Id cable the two. reduce weight on the leaner and also prune the dominant stem to allow more sunlight on the back side of that leaner to encourage more growth in reverse of the lean. Thats one of the reasons it's leaning in the first place.
100% true--directional pruning does not work if you do not clear some daylight in the direction you want the branch to grow in.
Wease, thanks--that Dendro is a fun guy. The funnest part is, all 8 of the storylines I've done were from real life jobs, and it's a whole lot more fun than writing appraisal reports. Attached are the author guidelines for the Dendro series, in case anyone else wants to write one. The door is open.
re the hardhat, yeah it gets a bit snug now and then, but I figure that if you do not have self-confidence, you cannot succeed in this line of work (or any?).

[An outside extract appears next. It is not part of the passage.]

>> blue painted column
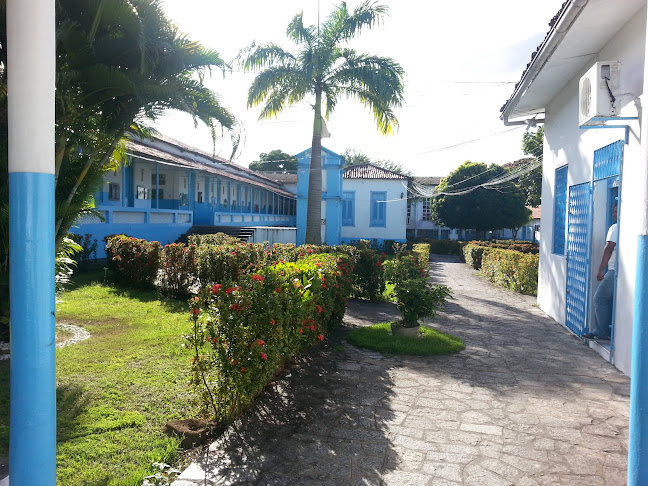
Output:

"I noticed no one has mentioned the installation of a bracing rod in addition to the cabling.
Just curious is that because of the size of the stems, the resulting wounding to the trunk and introducing a pathway to the heartwood for decay, or has this practice fallen out of favor?"
Not out of favor, only applicable to large cracks that cannot be stabilized by cabling. I use wirestops on cables, so I only have to drill a hole big enough for the cable. Smaller wound in younger tissue means less rot, I'm thinking.
If this stem is >20" below the split, the BMP's call for a 3/4" brace rod. Overkill imo, unless there is a severe crack. All the more reason to post the pics from the angles Ekka described.